River & South Review is a student-run literary journal. We seek new work by emerging writers of any age who have not gone on to a graduate writing degree. This may include undergraduates, writers without a formal education, and writers from other professions.

Read the Winter 2013 issue here.

Our next issue will be published Spring 2014. 

the poverty of philosophy by Howie Good



I waved a dollar out the window.
We brushed hands as he took it.

Thank you, he said. I said nothing,
just rolled my window up
and  waited with renewed impatience
for the light to change.

You know how it is,
I couldn’t help but doubt, at least a little,
the crudely lettered sign he held.

Then I remembered
that cavemen depicted running animals
by giving them eight legs.




Howie Good has been published in The New Verse News.

Helping a Football Player Write a Poem by Tim Suermondt



He insists on confessing “I’ve never gotten poems”
and he’s both surprised and pleased
when I tell him “Sometimes neither have I.”
I assure him no matter what poem we come up with
it will be better than anything I could do on the gridiron—
my Gale Sayers moves alive only in memory.
I suggest he be aggressive with the first line
and he writes ‘I am the Quarterback.’ Good, and in short
order we have a serviceable twenty line poem—
one able to withstand the image I failed to resist,
the guard and tackle opening a hole for the fullback
“You could drive a mack truck through.”
We print the poem out and he folds it in half, lifts
his arms skyward, turning and saying “Touchdown!”





Tim Suermondt is the author of two full-length collections: Trying to Help the Elephant Man Dance (The Backwaters Press, 2007 ) and Just Beautiful (New York Quarterly Books, 2010). He has published poems in Poetry, The Georgia Review, Prairie Schooner, Bellevue Literary Review, and elsewhere. After many years in Queens and Brooklyn, he has moved to Cambridge with his wife, the poet Pui Ying Wong.

Searching For Spring by Kathryn Jacobs



Still cold enough for gloves. So pushing through
the weeping willow curtains meant bamboo
hung segmented and winter-colored, chains
that swallowed something lumpy – strings of beads
or new-fed boas maybe. Walk-through ropes
of what would soon be willows, feathery,

but which looked more like pastel fingers now:
elongated, arthritic. Like a door
into a warmer universe, you pause,
imagining the shimmer on your face
and naked shoulders, woody grasses pierced
like flutes with birds to whistle them. The lumps
are solid though, like Ovid's pregnant tree –
and when you push through, nothing changes. March.

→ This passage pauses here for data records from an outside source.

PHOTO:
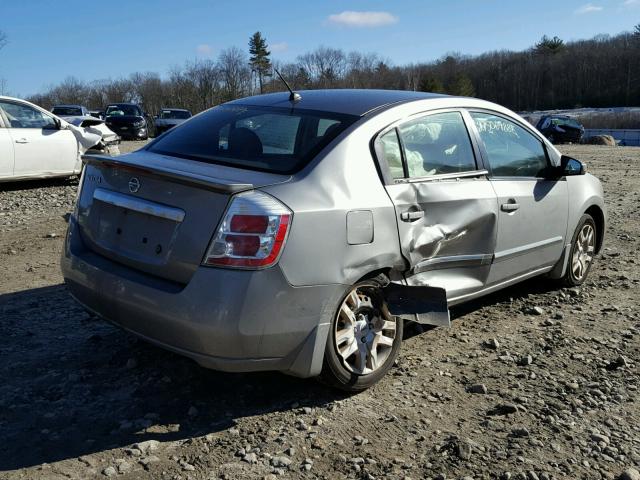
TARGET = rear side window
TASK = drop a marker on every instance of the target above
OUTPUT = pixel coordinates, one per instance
(278, 140)
(437, 144)
(511, 150)
(389, 149)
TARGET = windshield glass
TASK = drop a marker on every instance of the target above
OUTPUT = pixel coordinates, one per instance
(120, 110)
(67, 111)
(178, 114)
(279, 140)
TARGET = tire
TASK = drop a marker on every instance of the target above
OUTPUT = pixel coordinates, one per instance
(369, 329)
(583, 245)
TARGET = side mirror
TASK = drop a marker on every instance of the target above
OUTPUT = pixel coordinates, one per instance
(571, 166)
(57, 125)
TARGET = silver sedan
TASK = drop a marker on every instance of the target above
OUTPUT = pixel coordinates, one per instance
(298, 232)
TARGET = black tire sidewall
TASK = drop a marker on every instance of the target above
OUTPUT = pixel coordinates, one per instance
(569, 278)
(336, 374)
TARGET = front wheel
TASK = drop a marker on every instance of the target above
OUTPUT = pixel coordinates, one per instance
(583, 248)
(364, 340)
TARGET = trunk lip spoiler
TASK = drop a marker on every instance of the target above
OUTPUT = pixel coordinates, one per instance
(185, 178)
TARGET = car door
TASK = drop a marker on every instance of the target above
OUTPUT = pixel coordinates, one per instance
(40, 148)
(532, 221)
(6, 152)
(445, 206)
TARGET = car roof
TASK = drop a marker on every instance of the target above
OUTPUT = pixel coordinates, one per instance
(347, 101)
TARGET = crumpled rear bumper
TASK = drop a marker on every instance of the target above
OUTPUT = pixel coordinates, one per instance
(230, 320)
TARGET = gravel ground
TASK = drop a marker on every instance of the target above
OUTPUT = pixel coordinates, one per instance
(533, 382)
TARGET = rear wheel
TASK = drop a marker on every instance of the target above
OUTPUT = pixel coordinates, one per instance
(583, 249)
(364, 340)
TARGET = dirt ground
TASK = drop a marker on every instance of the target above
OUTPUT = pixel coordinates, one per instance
(509, 392)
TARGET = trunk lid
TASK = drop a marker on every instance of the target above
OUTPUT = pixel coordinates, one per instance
(156, 213)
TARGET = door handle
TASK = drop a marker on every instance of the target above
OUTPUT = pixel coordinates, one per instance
(511, 206)
(411, 216)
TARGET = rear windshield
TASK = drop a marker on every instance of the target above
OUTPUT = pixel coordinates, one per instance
(120, 110)
(67, 111)
(278, 140)
(178, 114)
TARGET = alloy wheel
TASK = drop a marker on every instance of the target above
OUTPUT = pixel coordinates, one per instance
(583, 251)
(363, 337)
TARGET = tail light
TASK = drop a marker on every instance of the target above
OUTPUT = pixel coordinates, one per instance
(252, 233)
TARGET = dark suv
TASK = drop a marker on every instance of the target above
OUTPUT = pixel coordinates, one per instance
(127, 120)
(560, 128)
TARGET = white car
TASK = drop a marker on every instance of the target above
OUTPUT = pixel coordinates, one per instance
(35, 143)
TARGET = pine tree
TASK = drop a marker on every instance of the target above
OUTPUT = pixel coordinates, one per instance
(548, 45)
(431, 84)
(259, 60)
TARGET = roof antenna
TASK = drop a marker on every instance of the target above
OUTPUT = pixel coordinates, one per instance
(293, 96)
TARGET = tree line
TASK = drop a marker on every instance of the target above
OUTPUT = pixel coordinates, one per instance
(600, 72)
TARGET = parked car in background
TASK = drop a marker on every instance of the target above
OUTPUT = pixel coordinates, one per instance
(109, 140)
(35, 143)
(298, 232)
(127, 120)
(169, 118)
(72, 114)
(70, 111)
(560, 128)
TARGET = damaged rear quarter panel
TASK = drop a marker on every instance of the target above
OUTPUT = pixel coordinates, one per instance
(344, 178)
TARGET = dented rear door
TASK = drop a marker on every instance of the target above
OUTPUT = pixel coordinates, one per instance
(445, 205)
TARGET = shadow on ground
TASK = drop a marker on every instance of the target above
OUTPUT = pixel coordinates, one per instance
(72, 385)
(37, 184)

Kathryn Jacobs is a medievalist with two books, three chapbooks, no fellowships, no poets-in-residence, and no contest finalists of any kind.

Inheritance by Brad Garber



“Grab your drink.   Let’s go for a ride”
We walked down to the fishing boat
my dad and I, walleye and northern
ball-player doctor, runner attorney.
The sky was open and late slanting
small chop moving across the lake
we pulled away from the dock
the Evinrude leaving a plume behind.
Past “lily pad bay,” past the little island
across the ancient wakes of canoes
beaver dams, loons, the shallows
to the far side where the fish gut rock
was white with gull shit and bones…
until Dad cut the motor to trolling
speed along the bank, raised his glass
“This is where your Uncle Dick
and I spread Pops’s ashes. This was
his favorite place to fish.”
We took a drink of brandy in silence
and when I looked at the pained smile
of my father at the helm I saw a tear
as he passed the lesson of mortality
and the quiet fear of his own death
toward the bow of the boat like a baseball. 





Brad Garber has published poetry in Cream City Review, Alchemy, Fireweed, Uphook Press, Front Range Review, Sundog Lit, and elsewhere. He was nominated for a 2013 Pushcart Prize for his poem, “Where We May Be Found.”